地元産ホップを使ったビール造りについて語る平槙駿一さん=いずれも武蔵野市で

 新宿まで電車で二十分前後と都心から程近い武蔵野市。JR中央線と京王井の頭線が乗り入れる吉祥寺駅周辺は、住みたい街ランキングで常に上位に登場する人気の街だ。実は都市型農業が盛んな一面もあり、地元農家やビール醸造家らが、地域で育てたホップを使い、クラフトビール(地ビール)造りに取り組んでいる。

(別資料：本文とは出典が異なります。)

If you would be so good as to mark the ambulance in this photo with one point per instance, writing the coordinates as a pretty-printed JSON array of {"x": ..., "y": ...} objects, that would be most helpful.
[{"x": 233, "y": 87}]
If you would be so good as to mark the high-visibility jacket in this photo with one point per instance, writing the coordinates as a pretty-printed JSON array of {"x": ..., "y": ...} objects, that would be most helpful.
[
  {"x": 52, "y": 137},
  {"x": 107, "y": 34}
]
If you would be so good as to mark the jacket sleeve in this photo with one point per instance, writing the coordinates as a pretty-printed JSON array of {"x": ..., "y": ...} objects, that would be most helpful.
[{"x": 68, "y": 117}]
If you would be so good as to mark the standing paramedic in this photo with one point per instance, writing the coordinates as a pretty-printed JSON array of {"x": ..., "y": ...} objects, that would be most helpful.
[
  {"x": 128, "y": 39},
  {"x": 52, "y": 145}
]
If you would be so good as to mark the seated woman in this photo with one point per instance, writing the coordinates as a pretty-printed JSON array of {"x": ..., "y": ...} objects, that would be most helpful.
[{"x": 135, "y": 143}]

収穫期を迎えたホップを確認するプロジェクトの関係者ら=いずれも武蔵野市観光機構提供

 「クラフトビールになじみのない人も飲みやすいように上品な味に仕上げました」。仕掛け人の一人で、醸造を担当する「26Kブルワリー」(境南町)の平槙(ひらまき)駿一さんは、自信を込めてそう語った。
 きっかけは二〇二〇年四月に始まった「東京でホップを育てよう!」プロジェクト。各地でクラフトビールが誕生する中、地元産のホップを使ったこだわりのビールを造り、地域振興につなげようと、市観光機構などが企画した。

毬花を付けたホップ

 地元農家もホップ栽培の経験はなく、山梨県の農家で栽培方法を学んだ。清水農園(吉祥寺東町)で栽培をスタート。二年目には栽培地を大坂農園(関前)とJR武蔵境駅のテラスの三カ所に拡大し、計約九十株を植えた。
 人通りが多い駅のテラスでは農薬を使わず、半年間ほぼ毎日、手作業で害虫を駆除する苦労もあったが、秋には計約二十キロを収穫。このホップを使ったクラフトビールは、それぞれの場所にちなみ「吉祥寺エール」「関前エール」「武蔵境エール」と名付けた。地元のイベントでほぼ完売する好評を博した。
 ホップはビールの苦味や香りを生み出す原料で、泡立ちを良くし、雑菌の繁殖を抑える役割も果たす。いずれも松かさ状の「毬花(きゅうか)」に含まれる黄色い粒状の樹脂「ルプリン」の効果だ。製品化された乾燥ホップはルプリンの量が一定だが、生ホップの場合は加減が難しく、作り手の腕の見せどころ。三種類のビールの中で、一番大ぶりのホップを使った関前エールが苦味も香りも強めに仕上がった。
 新型コロナ禍の影響で、予定していた一般向けの苗植えや収穫体験は縮小を余儀なくされた。それでも平槙さんは「小学生が自由研究の題材にしたり、毎日写真を撮りに来るお年寄りがいたりと、関心の高さを感じた」と振り返り、ホップの栽培が市民の交流の場になることを期待する。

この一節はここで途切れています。